Stockland described the short-term earnings outlook as 'highly uncertain' and warned that, unless residential market conditions improve significantly within a few months, earnings per security for the 2013 financial year were likely to be lower than the year to June 30, 2012. Despite this, the company said it would maintain the current distribution, and if necessary could do so by increasing the payout ratio beyond the current 85% maximum rather than relying on improved sales.
What did NAB’s Quarterly Australian Commercial Property Survey say about commercial property sentiment?
NAB’s June 2012 commercial property survey showed the commercial property index slid to a new low of -16 points, indicating fewer property professionals expect positive capital or income returns. The report said retail and industrial participants were particularly pessimistic, with softer expectations also in office and CBD hotel markets.
How did analysts at Macquarie Equities react to Stockland’s results and outlook?
Macquarie Equities analysts said they had expected residential margin pressure, but that Stockland’s actual results and the 2013 outlook were even worse than they had been anticipating, reflecting the tougher-than-expected housing conditions described by the company.

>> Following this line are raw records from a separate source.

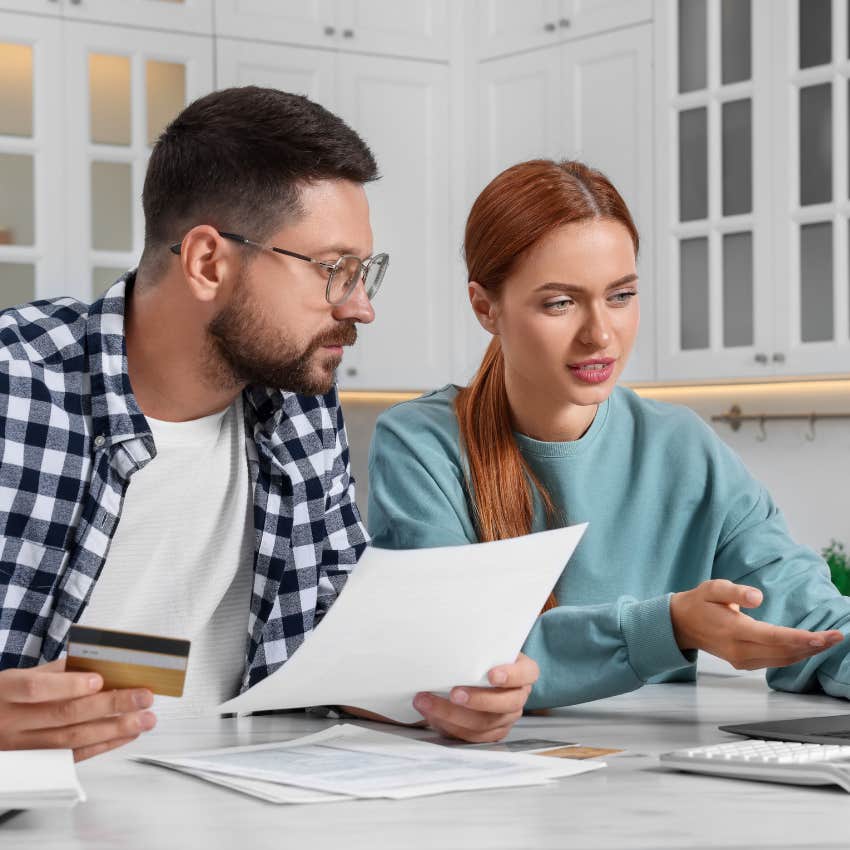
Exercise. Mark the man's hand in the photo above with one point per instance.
(482, 715)
(709, 618)
(46, 708)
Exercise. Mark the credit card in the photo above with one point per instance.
(129, 659)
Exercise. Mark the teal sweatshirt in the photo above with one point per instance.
(669, 506)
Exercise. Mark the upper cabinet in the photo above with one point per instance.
(546, 103)
(31, 188)
(387, 27)
(193, 16)
(505, 26)
(812, 207)
(123, 87)
(724, 124)
(752, 190)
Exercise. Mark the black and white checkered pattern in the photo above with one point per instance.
(72, 435)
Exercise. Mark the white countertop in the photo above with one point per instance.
(630, 804)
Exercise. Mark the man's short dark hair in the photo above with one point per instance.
(237, 159)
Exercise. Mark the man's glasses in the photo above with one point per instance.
(343, 275)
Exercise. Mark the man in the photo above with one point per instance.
(174, 459)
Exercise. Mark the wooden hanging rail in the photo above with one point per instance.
(735, 417)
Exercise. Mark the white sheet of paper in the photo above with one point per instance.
(31, 779)
(419, 620)
(363, 763)
(271, 792)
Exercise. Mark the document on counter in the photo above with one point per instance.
(419, 620)
(361, 763)
(34, 779)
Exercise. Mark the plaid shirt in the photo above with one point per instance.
(72, 435)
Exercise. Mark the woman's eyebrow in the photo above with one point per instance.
(572, 287)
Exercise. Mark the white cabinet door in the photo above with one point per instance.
(579, 18)
(519, 111)
(306, 22)
(293, 69)
(32, 226)
(34, 7)
(507, 26)
(194, 16)
(401, 108)
(123, 85)
(607, 98)
(412, 30)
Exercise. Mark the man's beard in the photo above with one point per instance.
(246, 349)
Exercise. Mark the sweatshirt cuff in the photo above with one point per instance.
(650, 641)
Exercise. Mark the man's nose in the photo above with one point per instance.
(357, 307)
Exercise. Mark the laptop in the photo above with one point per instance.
(834, 729)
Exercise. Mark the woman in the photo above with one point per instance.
(680, 537)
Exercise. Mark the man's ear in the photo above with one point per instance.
(206, 262)
(484, 306)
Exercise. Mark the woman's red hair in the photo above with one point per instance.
(517, 209)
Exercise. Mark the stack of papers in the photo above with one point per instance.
(419, 620)
(347, 761)
(31, 779)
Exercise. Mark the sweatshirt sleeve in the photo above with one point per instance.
(416, 492)
(417, 500)
(590, 652)
(758, 550)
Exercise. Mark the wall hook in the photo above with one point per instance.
(811, 435)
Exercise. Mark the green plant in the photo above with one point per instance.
(838, 560)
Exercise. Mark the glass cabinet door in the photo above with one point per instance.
(31, 234)
(812, 116)
(714, 199)
(125, 87)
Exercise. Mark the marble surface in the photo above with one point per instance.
(630, 804)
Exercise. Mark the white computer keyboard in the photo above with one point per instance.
(768, 761)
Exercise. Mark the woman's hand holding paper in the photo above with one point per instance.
(482, 715)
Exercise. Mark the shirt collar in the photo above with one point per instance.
(116, 415)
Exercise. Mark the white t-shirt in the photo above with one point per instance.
(181, 561)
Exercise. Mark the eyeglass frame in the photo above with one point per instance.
(332, 268)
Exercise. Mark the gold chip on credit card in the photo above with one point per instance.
(129, 659)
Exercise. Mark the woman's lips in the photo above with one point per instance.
(593, 371)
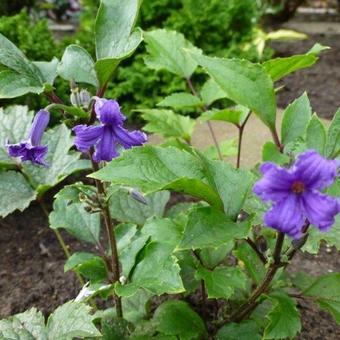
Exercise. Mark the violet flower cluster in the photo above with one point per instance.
(110, 133)
(297, 193)
(31, 149)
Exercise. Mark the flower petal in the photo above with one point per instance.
(108, 112)
(315, 171)
(128, 139)
(106, 149)
(275, 184)
(320, 209)
(39, 125)
(86, 136)
(286, 216)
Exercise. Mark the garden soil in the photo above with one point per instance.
(31, 262)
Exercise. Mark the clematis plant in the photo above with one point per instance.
(197, 227)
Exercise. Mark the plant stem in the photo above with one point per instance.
(205, 107)
(110, 235)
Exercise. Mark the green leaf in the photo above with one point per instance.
(29, 325)
(236, 115)
(77, 64)
(76, 259)
(158, 270)
(295, 119)
(333, 140)
(15, 124)
(168, 124)
(180, 100)
(177, 318)
(316, 135)
(245, 83)
(250, 261)
(284, 318)
(22, 76)
(114, 36)
(222, 281)
(326, 291)
(71, 320)
(231, 184)
(61, 162)
(211, 92)
(73, 218)
(153, 168)
(239, 331)
(208, 227)
(270, 153)
(15, 191)
(280, 67)
(167, 50)
(48, 70)
(124, 208)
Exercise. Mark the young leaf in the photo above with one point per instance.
(316, 135)
(177, 318)
(180, 100)
(333, 140)
(295, 119)
(71, 320)
(168, 124)
(207, 227)
(270, 153)
(239, 331)
(222, 281)
(284, 318)
(15, 191)
(73, 218)
(77, 64)
(211, 92)
(153, 168)
(126, 209)
(254, 87)
(166, 50)
(326, 291)
(114, 35)
(158, 270)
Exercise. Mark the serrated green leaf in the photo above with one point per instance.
(177, 318)
(114, 36)
(71, 320)
(153, 168)
(126, 209)
(235, 115)
(158, 270)
(333, 140)
(239, 331)
(77, 64)
(167, 50)
(222, 281)
(284, 318)
(295, 119)
(245, 83)
(180, 100)
(316, 135)
(207, 227)
(270, 153)
(15, 191)
(73, 218)
(168, 124)
(211, 92)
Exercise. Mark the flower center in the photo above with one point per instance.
(298, 187)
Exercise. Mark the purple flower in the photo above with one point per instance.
(107, 135)
(30, 149)
(296, 193)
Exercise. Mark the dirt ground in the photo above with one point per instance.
(31, 262)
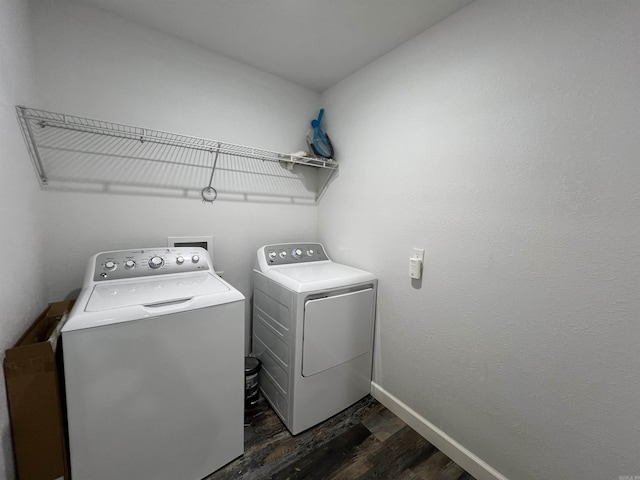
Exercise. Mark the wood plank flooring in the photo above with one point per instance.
(365, 442)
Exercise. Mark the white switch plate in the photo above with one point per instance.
(419, 254)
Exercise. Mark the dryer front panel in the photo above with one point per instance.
(336, 329)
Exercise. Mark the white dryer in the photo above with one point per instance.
(313, 322)
(154, 367)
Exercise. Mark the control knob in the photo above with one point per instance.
(156, 262)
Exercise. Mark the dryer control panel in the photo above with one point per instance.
(122, 264)
(288, 253)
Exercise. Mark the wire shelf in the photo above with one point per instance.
(71, 152)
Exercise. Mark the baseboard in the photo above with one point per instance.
(439, 439)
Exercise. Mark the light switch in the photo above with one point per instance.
(416, 262)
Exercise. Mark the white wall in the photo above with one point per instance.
(22, 291)
(94, 64)
(505, 141)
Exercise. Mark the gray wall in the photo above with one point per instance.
(22, 290)
(505, 141)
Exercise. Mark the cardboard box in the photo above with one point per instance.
(35, 405)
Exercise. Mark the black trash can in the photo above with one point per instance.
(251, 369)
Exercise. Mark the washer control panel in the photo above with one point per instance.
(150, 261)
(287, 253)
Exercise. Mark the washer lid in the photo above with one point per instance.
(315, 276)
(152, 291)
(122, 301)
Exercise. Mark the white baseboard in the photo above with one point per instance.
(439, 439)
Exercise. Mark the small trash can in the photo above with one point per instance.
(251, 369)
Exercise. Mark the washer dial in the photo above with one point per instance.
(156, 262)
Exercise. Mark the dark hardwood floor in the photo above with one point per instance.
(365, 442)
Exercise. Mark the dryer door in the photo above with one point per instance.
(336, 329)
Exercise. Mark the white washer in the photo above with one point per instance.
(313, 322)
(154, 367)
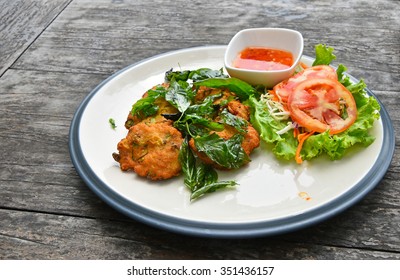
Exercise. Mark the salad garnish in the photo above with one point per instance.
(200, 121)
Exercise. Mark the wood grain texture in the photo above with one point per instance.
(46, 210)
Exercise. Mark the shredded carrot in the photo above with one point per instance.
(301, 138)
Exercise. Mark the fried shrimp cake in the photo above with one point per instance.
(250, 141)
(151, 150)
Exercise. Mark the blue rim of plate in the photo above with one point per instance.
(216, 230)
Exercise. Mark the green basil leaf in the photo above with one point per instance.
(206, 73)
(235, 121)
(242, 89)
(179, 95)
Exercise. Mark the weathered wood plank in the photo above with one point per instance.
(21, 23)
(102, 37)
(25, 235)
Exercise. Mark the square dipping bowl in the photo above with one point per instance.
(272, 38)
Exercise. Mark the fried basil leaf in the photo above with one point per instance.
(226, 153)
(242, 89)
(200, 178)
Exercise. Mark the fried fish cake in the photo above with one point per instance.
(151, 150)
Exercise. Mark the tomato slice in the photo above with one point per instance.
(322, 104)
(283, 89)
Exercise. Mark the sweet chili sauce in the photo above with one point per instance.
(256, 58)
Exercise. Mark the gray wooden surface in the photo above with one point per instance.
(53, 53)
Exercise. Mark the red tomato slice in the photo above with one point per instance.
(283, 89)
(318, 105)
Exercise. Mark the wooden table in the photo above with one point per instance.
(53, 53)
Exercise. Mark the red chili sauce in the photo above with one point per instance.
(254, 58)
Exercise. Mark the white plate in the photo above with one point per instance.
(271, 194)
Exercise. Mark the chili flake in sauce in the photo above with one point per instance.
(255, 58)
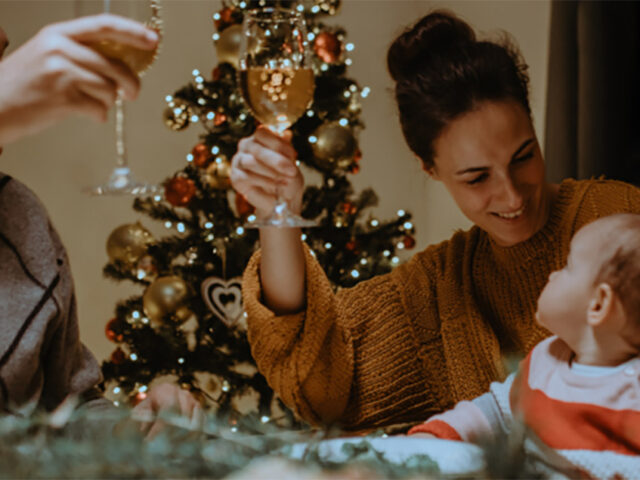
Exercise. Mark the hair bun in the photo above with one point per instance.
(432, 36)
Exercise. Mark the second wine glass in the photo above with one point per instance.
(277, 83)
(122, 180)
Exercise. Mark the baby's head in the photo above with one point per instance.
(594, 301)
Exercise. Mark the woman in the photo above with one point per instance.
(403, 346)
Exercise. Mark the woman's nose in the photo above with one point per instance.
(512, 197)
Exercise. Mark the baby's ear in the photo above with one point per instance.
(601, 305)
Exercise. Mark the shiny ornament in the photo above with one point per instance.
(166, 296)
(128, 243)
(112, 330)
(353, 246)
(176, 118)
(335, 145)
(225, 18)
(408, 241)
(228, 45)
(179, 191)
(219, 119)
(224, 298)
(350, 208)
(201, 155)
(137, 398)
(146, 267)
(118, 356)
(243, 207)
(218, 173)
(327, 47)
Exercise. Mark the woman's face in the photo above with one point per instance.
(490, 162)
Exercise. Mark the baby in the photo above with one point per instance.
(578, 390)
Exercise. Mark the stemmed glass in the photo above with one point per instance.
(122, 181)
(277, 83)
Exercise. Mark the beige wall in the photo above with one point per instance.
(59, 162)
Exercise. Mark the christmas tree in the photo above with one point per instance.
(187, 321)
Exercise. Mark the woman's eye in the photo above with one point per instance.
(524, 158)
(479, 179)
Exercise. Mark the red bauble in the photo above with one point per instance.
(408, 241)
(118, 357)
(111, 330)
(179, 191)
(327, 47)
(243, 207)
(201, 155)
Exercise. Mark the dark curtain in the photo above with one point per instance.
(593, 91)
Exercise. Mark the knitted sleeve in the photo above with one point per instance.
(485, 417)
(606, 197)
(69, 367)
(350, 358)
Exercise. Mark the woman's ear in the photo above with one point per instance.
(601, 305)
(431, 171)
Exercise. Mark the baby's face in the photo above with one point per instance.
(564, 302)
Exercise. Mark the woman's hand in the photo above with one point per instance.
(263, 163)
(167, 397)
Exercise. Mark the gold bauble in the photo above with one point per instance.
(228, 45)
(128, 243)
(218, 173)
(166, 296)
(335, 145)
(176, 118)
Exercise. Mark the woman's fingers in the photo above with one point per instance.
(109, 27)
(90, 60)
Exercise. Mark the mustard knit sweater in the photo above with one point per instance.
(402, 346)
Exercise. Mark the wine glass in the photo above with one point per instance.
(122, 181)
(277, 83)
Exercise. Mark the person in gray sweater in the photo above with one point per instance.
(42, 360)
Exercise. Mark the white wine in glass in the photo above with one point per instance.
(277, 83)
(121, 180)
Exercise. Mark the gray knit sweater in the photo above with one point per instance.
(41, 358)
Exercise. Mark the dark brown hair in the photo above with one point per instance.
(620, 266)
(441, 72)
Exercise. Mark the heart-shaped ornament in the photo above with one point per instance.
(224, 298)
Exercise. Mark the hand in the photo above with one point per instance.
(167, 397)
(55, 74)
(264, 162)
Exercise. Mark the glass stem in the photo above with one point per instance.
(121, 148)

What practical takeaways for everyday investors emerge from this article about the housing market and property companies?
Key takeaways are: developers like Stockland are signalling a weak residential market and uncertain near-term earnings; the Reserve Bank and ABS data point to improved affordability on a national basis; commercial property sentiment is weak per NAB’s survey; and investors should watch jobs, interest rates and lending trends closely, as these are cited drivers of housing demand and company earnings. These are factual points from the article that investors can monitor when assessing property-related investments.